Pallas (minor planet designation 2 Pallas) is a rocky asteroid in the Sol Belt with an unusual orbit that renders it highly remote from the greater Belt most of the time. Unlike the similarly massive Ceres and Vesta, Pallas was settled by humans in the 22nd century CE, and remains sparsely populated in the 2800s despite its size.
Pallas occupies an unusually elliptical and highly inclined orbit that passes through the main Belt
at two points (called ecliptic crossings). Its orbital period is in a roughly 1:1 resonance with Ceres
, whose orbit it directly intersects, so flights to Pallas are typically either launched from Earth
to coincide with Pallas' crossings, or launched from other Belt bodies to use Vesta
as an exoecliptic sling
The asteroid itself is reminiscent of Vesta in both appearance and structure; as a failed protoplanet, Pallas has a stratified interior and a surface covered in volcanic regolith.

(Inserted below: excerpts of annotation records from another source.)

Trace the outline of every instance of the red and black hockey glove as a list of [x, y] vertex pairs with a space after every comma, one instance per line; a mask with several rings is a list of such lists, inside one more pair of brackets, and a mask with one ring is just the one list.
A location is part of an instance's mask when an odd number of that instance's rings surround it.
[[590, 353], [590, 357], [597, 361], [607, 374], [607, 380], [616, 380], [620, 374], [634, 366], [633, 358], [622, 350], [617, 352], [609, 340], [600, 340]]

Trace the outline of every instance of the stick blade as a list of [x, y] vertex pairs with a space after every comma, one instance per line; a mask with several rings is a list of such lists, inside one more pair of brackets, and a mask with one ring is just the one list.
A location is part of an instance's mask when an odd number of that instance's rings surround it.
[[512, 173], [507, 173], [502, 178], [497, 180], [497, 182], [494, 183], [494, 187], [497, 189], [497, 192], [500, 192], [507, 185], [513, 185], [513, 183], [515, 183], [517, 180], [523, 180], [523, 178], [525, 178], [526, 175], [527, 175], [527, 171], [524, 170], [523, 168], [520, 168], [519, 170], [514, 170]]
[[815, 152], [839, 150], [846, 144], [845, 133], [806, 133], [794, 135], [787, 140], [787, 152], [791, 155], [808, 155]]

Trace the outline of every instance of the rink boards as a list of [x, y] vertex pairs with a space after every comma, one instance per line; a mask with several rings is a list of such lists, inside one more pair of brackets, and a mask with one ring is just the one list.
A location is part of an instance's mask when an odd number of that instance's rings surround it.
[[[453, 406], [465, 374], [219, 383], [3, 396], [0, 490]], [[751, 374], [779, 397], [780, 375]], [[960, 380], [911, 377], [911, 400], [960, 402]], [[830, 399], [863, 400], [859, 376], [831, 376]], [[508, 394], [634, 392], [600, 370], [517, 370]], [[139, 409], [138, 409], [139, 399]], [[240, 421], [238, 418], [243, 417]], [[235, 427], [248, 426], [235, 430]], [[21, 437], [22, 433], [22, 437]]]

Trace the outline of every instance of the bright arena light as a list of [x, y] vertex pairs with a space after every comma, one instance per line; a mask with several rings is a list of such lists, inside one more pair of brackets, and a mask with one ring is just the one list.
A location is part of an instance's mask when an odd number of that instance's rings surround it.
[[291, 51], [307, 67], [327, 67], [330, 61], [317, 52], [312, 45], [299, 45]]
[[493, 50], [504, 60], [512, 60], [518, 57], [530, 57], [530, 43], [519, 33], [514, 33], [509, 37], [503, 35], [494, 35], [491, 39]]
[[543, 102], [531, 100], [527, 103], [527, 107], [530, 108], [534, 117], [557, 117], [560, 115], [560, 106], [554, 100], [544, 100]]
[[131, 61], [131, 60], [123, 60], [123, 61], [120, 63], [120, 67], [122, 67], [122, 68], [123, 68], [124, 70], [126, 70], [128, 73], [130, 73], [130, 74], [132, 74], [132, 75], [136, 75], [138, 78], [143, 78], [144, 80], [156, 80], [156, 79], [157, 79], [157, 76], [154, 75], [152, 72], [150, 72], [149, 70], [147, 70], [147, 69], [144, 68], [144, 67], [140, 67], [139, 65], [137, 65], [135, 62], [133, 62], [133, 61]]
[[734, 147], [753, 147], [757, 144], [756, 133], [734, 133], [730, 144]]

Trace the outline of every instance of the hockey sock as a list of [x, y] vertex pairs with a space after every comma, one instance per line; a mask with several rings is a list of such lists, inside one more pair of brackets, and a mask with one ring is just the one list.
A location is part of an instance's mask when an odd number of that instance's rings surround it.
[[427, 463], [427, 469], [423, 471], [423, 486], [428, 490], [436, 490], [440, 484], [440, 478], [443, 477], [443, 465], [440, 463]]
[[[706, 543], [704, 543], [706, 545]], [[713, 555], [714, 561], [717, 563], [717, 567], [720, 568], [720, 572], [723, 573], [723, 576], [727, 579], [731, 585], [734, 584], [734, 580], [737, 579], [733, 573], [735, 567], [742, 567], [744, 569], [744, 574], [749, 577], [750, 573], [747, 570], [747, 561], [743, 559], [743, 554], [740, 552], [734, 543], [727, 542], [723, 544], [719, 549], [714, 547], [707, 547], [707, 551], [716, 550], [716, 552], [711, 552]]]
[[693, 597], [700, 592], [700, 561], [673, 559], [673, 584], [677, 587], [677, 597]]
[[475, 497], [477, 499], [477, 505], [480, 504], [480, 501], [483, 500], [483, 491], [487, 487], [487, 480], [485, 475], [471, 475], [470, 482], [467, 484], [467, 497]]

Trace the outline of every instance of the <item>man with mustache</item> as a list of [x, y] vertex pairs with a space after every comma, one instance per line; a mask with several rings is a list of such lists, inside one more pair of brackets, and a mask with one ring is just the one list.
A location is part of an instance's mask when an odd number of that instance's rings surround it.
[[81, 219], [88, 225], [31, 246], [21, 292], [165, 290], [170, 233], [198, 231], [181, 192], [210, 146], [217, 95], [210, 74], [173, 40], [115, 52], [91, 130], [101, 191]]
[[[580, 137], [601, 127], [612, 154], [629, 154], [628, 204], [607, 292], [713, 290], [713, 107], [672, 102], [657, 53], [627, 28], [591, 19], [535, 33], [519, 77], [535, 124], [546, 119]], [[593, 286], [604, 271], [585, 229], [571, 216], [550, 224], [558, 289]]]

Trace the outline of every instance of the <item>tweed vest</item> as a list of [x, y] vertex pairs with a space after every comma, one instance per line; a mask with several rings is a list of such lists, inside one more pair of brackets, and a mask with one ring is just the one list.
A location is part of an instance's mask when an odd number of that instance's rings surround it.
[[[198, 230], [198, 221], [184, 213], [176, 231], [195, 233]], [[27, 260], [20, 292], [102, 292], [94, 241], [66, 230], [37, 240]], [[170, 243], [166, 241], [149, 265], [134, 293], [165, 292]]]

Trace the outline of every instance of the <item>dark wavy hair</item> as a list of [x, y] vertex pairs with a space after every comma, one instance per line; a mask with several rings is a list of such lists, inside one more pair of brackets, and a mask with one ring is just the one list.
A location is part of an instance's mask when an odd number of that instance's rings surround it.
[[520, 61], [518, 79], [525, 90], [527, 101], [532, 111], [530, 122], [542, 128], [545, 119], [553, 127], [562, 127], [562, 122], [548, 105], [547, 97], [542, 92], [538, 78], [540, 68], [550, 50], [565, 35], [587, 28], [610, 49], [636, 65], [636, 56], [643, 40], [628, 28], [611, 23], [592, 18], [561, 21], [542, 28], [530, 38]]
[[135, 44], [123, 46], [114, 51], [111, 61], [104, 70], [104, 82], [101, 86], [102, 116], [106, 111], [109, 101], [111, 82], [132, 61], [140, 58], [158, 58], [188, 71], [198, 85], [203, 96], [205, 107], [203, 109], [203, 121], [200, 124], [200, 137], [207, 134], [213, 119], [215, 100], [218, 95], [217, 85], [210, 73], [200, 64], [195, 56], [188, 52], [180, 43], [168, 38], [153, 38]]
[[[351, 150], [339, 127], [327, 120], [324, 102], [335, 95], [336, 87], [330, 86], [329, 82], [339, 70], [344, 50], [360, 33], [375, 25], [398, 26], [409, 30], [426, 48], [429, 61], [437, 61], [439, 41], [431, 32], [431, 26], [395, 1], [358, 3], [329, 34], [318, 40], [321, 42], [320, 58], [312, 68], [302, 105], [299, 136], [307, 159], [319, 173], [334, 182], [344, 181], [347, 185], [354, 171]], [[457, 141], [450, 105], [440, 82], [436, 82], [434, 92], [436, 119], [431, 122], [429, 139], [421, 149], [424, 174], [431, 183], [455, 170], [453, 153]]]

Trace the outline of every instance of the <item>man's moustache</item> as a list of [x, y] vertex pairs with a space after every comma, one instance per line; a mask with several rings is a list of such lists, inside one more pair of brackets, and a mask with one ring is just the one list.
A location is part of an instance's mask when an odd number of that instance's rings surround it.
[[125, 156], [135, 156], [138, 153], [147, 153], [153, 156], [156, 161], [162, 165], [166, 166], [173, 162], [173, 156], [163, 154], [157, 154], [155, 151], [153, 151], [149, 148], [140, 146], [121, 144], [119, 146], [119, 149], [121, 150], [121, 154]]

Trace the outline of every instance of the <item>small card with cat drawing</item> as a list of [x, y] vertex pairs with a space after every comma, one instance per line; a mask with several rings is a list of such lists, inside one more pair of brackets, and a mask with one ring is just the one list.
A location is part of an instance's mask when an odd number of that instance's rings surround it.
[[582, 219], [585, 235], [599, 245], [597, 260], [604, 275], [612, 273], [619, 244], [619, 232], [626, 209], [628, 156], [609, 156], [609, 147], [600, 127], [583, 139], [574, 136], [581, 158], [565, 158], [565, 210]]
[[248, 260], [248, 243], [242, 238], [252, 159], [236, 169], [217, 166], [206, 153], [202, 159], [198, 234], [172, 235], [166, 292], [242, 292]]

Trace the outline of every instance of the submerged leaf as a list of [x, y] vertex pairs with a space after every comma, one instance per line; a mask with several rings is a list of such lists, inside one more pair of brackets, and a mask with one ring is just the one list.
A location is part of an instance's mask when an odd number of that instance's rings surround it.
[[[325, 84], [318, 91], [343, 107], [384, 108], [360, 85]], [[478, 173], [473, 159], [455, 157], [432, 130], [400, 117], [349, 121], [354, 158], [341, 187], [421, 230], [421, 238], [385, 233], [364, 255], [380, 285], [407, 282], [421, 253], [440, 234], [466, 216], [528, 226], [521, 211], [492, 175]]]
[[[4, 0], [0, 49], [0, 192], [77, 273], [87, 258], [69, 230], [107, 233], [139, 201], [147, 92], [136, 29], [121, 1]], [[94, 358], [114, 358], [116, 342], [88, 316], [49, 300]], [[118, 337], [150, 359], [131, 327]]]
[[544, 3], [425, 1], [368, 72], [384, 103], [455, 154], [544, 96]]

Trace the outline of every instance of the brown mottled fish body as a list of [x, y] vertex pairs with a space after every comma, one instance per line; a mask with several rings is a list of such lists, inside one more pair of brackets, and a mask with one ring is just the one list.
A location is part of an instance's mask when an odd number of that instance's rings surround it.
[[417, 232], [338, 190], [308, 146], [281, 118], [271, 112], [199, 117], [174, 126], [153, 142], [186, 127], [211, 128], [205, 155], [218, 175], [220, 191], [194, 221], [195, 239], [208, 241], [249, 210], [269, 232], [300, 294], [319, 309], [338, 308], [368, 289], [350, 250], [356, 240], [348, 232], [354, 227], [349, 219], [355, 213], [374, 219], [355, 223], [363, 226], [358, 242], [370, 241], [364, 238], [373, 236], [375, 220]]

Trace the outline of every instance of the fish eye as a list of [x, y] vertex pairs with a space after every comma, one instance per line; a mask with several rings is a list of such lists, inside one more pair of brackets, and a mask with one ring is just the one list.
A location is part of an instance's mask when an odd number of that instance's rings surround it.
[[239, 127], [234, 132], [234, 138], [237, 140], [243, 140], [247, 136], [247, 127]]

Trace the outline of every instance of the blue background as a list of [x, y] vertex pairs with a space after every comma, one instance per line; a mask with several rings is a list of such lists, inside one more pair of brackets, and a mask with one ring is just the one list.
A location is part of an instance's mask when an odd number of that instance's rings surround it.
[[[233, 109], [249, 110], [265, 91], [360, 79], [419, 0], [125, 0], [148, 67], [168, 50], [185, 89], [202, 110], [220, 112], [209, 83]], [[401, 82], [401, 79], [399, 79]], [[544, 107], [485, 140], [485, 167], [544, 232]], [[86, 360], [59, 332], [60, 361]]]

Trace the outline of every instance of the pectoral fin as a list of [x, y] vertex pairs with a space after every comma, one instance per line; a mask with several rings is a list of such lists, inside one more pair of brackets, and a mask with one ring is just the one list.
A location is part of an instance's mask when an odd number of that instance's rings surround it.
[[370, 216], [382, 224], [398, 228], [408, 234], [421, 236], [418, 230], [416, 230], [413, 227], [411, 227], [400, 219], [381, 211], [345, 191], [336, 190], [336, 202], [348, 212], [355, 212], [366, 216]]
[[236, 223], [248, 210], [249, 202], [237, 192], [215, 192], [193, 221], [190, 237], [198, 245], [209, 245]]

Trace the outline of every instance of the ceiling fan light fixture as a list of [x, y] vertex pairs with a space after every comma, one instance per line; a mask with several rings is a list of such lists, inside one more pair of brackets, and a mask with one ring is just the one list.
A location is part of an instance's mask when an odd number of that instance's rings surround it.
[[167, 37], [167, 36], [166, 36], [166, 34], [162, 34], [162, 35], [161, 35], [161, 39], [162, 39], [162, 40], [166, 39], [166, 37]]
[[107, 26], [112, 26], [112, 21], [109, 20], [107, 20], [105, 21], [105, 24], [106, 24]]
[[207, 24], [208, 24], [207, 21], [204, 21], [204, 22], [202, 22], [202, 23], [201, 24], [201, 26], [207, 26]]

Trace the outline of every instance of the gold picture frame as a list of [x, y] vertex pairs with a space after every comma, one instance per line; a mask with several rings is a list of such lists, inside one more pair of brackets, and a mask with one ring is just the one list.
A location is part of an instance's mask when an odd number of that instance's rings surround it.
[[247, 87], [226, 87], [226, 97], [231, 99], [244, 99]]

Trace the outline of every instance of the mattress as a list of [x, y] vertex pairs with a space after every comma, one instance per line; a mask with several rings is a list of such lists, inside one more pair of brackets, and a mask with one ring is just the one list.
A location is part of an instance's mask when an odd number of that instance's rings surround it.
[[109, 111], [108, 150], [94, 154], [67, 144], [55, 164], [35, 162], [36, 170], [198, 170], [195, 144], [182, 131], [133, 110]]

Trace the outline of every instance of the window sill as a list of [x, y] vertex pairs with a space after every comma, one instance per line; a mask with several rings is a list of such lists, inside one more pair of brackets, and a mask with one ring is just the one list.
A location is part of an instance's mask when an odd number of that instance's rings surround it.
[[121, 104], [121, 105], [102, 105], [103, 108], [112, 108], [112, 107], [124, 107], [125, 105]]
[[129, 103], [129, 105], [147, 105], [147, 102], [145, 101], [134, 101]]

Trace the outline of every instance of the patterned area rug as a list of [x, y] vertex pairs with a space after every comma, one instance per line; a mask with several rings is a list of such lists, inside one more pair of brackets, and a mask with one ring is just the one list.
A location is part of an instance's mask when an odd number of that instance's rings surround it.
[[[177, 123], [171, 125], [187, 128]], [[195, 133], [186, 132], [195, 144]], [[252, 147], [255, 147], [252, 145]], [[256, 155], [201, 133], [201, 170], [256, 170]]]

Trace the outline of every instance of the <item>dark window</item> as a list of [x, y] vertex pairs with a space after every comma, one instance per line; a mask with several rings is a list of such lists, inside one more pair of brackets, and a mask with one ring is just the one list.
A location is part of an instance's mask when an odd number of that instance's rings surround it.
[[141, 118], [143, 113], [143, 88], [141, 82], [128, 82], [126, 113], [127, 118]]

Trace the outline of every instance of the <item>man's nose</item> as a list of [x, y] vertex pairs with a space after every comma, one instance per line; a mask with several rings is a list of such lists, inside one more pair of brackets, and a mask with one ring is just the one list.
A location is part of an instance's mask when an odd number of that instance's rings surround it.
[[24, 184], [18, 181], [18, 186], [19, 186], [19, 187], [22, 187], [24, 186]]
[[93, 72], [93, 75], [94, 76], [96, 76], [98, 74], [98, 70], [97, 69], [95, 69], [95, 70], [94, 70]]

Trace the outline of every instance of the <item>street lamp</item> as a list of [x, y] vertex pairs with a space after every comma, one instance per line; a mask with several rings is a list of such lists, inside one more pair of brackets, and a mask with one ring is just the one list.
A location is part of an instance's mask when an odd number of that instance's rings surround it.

It is marked by an assortment of craters and long-dead faults, the largest of which hosts the small settlement of Yarkovsky. Named for Polish engineer Ivan Yarkovsky, who discovered the influence of photons on angular momentum, the city is primarily a mining outpost, though Pallas' unexpectedly volatile-rich soil has allowed a modest agricultural industry to arise within the habitat domes.
Pallas is one of only two known asteroids to have a stratified internal geology, thanks to its history as a failed protoplanet. The asteroid's crust is composed of volatile-rich igneous regolith, sitting atop a solid mantle of olivine. Like Vesta, Pallas' core is almost pure nickel-iron: a tantalizing prize for shafthoppers. Due to its remoteness, Pallas has been forced to become more self-sufficient than other Belt settlements, so its agriculture is more prominent than most other asteroids.